Where There's a Whim


When we were young, my wife and I felt fortunate to pay the rent, let alone have appliances like a clothes washer and dryer. So we went each week to the local laundromat. Had we not been poor, we could have gone next door to a department store restaurant for coffee and conversation while we were waiting, but the conversation had to suffice. I should add, we did occasionally manage to out to eat—most often at a nearby Howard Johnson’s that gave you an egg, toast, and coffee for sixty-something cents. Once, we managed it by fishing under our couch cushions for the last few cents.

Our visits to the laundromat were, for me, the most boring, least satisfying events of the week. Though the place was hot, it left me cold. I could find no pleasure from the humdrum of clothes going round and round and the snapping of shirt buttons against metal cylinders. And since everybody to listened to everybody, our conversations were reduced to “Dear, do you have another dime?” Or “Honey, will you please get more change from the change machine?” At first I brought reading material, but the distractions—machine doors closing, people pushing baskets and folding clothes, portable radios and boom boxes, and a babel of conversations—made it impossible to concentrate on the textbooks I was then having to reading.
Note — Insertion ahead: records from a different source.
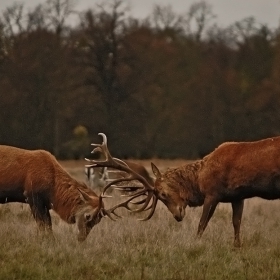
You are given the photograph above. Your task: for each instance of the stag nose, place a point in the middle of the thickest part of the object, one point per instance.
(180, 214)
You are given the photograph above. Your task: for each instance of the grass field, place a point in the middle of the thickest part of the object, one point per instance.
(160, 248)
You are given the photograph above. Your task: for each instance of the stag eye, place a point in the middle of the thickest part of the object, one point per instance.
(163, 196)
(88, 217)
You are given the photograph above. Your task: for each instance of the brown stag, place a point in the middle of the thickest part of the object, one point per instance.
(35, 177)
(233, 172)
(98, 177)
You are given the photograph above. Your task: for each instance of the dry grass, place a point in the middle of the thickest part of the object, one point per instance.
(129, 249)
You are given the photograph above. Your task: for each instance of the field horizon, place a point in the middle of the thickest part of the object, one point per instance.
(160, 248)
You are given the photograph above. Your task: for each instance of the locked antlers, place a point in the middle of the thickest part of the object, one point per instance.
(145, 189)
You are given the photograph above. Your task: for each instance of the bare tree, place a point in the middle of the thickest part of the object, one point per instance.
(199, 16)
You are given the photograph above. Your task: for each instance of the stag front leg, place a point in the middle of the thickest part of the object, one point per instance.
(209, 206)
(40, 213)
(237, 210)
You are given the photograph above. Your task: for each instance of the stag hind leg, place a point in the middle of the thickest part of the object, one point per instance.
(237, 210)
(40, 212)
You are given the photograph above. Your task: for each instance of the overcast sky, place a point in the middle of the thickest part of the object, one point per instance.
(227, 11)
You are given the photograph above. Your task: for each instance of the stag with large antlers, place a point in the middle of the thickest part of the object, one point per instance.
(35, 177)
(231, 173)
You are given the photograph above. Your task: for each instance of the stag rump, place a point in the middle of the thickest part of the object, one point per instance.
(234, 171)
(35, 177)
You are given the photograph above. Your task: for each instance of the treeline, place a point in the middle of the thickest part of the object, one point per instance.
(170, 85)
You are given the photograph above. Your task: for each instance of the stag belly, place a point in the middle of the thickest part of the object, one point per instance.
(271, 191)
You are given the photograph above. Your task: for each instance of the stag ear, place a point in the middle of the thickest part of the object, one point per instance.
(156, 171)
(84, 196)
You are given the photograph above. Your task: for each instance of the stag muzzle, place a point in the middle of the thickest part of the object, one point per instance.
(179, 213)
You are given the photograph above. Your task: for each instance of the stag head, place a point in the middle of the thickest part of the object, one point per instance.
(164, 190)
(161, 189)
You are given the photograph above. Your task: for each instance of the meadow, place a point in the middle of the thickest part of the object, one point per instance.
(128, 249)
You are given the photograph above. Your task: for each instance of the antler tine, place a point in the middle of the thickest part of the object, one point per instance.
(146, 189)
(118, 164)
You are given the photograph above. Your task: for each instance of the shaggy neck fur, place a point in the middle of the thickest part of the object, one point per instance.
(66, 200)
(185, 180)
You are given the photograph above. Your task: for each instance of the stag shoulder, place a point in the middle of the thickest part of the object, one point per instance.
(235, 164)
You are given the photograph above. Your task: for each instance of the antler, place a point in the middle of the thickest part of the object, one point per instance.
(146, 189)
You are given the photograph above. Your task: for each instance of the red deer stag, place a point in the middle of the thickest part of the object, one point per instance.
(98, 177)
(233, 172)
(35, 177)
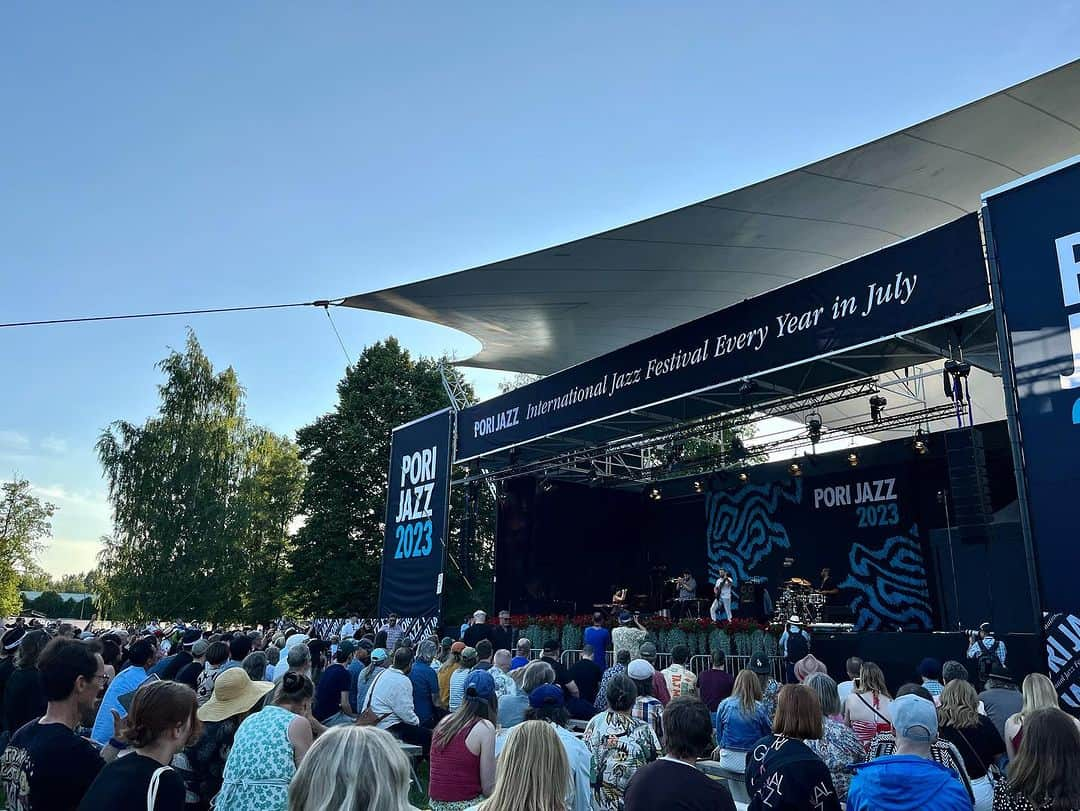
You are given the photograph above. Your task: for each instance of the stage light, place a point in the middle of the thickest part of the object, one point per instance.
(877, 405)
(919, 444)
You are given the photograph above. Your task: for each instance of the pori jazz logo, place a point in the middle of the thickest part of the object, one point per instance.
(1068, 264)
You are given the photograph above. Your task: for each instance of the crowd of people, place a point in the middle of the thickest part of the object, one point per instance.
(186, 718)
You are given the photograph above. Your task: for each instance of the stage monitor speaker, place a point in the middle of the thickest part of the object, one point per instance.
(970, 486)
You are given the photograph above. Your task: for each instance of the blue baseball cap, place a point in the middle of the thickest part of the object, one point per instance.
(547, 695)
(480, 685)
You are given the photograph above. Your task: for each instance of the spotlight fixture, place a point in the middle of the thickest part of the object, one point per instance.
(919, 444)
(877, 405)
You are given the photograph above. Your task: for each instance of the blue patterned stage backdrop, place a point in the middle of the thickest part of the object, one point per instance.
(861, 525)
(418, 502)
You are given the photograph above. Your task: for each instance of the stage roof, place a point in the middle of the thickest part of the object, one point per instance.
(551, 309)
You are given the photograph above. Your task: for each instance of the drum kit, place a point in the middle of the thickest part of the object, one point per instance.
(798, 596)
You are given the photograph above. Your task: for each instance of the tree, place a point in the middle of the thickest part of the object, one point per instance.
(201, 500)
(25, 521)
(337, 555)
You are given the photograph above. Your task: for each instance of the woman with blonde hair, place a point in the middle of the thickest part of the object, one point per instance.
(866, 710)
(532, 771)
(1039, 693)
(974, 735)
(352, 769)
(741, 721)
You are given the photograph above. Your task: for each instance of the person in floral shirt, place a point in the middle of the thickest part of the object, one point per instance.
(838, 746)
(618, 744)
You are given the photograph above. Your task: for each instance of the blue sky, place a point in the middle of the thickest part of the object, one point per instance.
(160, 156)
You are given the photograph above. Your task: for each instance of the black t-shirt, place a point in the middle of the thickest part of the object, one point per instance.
(46, 767)
(475, 633)
(979, 745)
(189, 674)
(122, 786)
(23, 699)
(586, 675)
(677, 786)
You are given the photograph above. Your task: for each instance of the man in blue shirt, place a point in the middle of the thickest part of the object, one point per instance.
(125, 681)
(424, 685)
(599, 637)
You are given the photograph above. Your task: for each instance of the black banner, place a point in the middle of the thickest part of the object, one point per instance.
(417, 516)
(1034, 232)
(920, 281)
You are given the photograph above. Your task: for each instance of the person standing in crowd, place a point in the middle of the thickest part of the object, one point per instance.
(838, 747)
(268, 747)
(523, 651)
(659, 685)
(393, 632)
(619, 744)
(502, 634)
(783, 773)
(1000, 699)
(1043, 776)
(866, 710)
(629, 636)
(504, 684)
(770, 688)
(531, 773)
(390, 698)
(741, 721)
(621, 660)
(512, 707)
(46, 765)
(139, 657)
(908, 780)
(674, 781)
(983, 649)
(332, 705)
(646, 707)
(794, 645)
(217, 654)
(161, 722)
(548, 703)
(189, 674)
(446, 673)
(1038, 693)
(852, 666)
(973, 735)
(480, 630)
(678, 678)
(24, 699)
(586, 675)
(352, 769)
(462, 748)
(930, 673)
(468, 661)
(597, 636)
(715, 684)
(235, 697)
(424, 685)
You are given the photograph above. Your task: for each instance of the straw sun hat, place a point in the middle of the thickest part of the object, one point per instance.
(233, 692)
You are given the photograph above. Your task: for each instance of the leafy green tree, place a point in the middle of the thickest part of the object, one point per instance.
(337, 555)
(25, 521)
(201, 500)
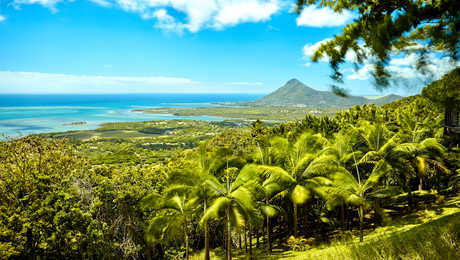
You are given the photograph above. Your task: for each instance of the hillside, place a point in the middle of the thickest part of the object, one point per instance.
(297, 94)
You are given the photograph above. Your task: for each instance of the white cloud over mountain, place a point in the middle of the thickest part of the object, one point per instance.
(313, 16)
(195, 14)
(35, 82)
(401, 66)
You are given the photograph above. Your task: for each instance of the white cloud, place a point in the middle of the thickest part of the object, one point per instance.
(309, 49)
(400, 67)
(195, 14)
(35, 82)
(235, 12)
(103, 3)
(246, 83)
(406, 68)
(50, 4)
(166, 21)
(313, 16)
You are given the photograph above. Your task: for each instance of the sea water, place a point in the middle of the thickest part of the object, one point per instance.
(22, 114)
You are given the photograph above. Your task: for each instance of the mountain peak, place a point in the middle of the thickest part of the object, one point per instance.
(293, 81)
(297, 94)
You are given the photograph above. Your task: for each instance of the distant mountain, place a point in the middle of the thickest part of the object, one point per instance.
(296, 94)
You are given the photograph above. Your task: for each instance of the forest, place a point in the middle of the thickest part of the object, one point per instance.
(369, 182)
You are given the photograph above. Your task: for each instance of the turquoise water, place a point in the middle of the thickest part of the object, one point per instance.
(31, 114)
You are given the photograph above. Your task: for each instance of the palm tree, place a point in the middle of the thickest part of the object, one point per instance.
(428, 152)
(233, 202)
(271, 184)
(173, 216)
(195, 181)
(294, 159)
(354, 190)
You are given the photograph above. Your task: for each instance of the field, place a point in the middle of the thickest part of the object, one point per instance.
(276, 114)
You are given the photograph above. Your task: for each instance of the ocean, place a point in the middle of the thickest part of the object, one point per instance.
(22, 114)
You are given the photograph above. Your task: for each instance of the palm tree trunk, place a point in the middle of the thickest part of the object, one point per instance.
(187, 246)
(295, 219)
(206, 236)
(257, 238)
(342, 216)
(245, 240)
(250, 240)
(420, 184)
(361, 219)
(240, 241)
(306, 215)
(229, 234)
(269, 242)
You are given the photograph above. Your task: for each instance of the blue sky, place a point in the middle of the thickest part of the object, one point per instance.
(194, 46)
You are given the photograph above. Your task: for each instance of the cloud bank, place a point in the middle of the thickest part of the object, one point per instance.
(401, 67)
(196, 14)
(35, 82)
(313, 16)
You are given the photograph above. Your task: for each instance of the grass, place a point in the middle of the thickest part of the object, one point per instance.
(432, 233)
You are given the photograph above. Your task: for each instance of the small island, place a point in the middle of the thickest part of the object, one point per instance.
(76, 123)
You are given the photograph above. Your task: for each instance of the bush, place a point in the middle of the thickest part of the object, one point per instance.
(299, 243)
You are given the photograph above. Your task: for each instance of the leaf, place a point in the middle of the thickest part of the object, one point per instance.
(300, 194)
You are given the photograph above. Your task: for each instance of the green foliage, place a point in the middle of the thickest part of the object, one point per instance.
(298, 244)
(382, 28)
(112, 196)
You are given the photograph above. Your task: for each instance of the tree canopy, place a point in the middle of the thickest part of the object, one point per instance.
(383, 28)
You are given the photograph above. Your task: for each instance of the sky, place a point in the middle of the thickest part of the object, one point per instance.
(175, 46)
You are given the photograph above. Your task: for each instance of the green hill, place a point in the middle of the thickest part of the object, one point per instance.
(296, 94)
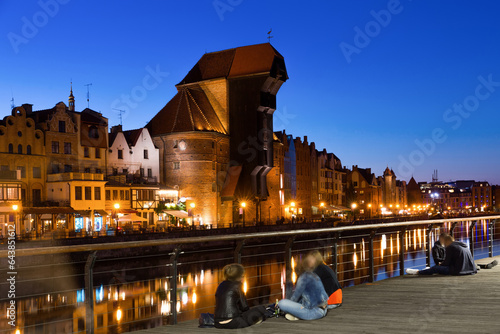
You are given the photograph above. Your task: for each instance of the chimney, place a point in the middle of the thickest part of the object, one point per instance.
(28, 108)
(116, 129)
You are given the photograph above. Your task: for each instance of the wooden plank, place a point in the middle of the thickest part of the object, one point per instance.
(408, 304)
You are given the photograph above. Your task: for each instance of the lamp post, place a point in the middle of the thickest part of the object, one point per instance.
(116, 207)
(192, 206)
(322, 206)
(243, 206)
(15, 207)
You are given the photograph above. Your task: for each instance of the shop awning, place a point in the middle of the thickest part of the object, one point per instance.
(132, 218)
(177, 213)
(48, 210)
(82, 212)
(123, 211)
(231, 181)
(337, 208)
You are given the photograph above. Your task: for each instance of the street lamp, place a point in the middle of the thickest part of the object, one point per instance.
(243, 205)
(116, 207)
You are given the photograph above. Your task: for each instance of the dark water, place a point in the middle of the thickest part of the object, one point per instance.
(133, 292)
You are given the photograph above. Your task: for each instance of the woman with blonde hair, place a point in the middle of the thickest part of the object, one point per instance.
(231, 308)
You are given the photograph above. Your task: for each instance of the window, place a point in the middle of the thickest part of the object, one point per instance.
(97, 193)
(78, 193)
(93, 132)
(23, 171)
(55, 168)
(88, 193)
(55, 147)
(67, 148)
(37, 172)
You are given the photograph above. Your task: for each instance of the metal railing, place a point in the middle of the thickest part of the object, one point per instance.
(360, 253)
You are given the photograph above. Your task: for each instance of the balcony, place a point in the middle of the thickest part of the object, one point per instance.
(70, 176)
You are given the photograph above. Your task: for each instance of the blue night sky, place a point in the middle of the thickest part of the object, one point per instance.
(368, 97)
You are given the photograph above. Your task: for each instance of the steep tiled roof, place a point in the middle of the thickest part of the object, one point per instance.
(235, 62)
(131, 136)
(189, 110)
So, I took to reading the newspapers and magazines lying around instead.

“I need another diversion,” I told my wife one day, and when I opened a magazine, I got an idea. The magazine contained quality articles, reviews, cartoons, and poetry. “While our clothes are washing today, I will write,” I told my wife.” And I did. I wrote a poem. And when I got home, I sent it off to that same magazine.

I nearly forgot about it, but a few weeks later, an envelope came from the publisher of the magazine, and in it was a check for a hundred dollars, which was most of a week’s pay. It covered our laundromat and coffee bills next door for several months.

I went to the journals section of a local library recently, and searched through the 1974 issues for my poem, and there it was. And after almost forty years, it was still familiar. I wondered what I was thinking that day in the laundromat when I decided my path out of boredom was to write. In retrospect, it seems a mere caprice. But it worked. As the saying goes, “Where there’s a whim, there’s a way.”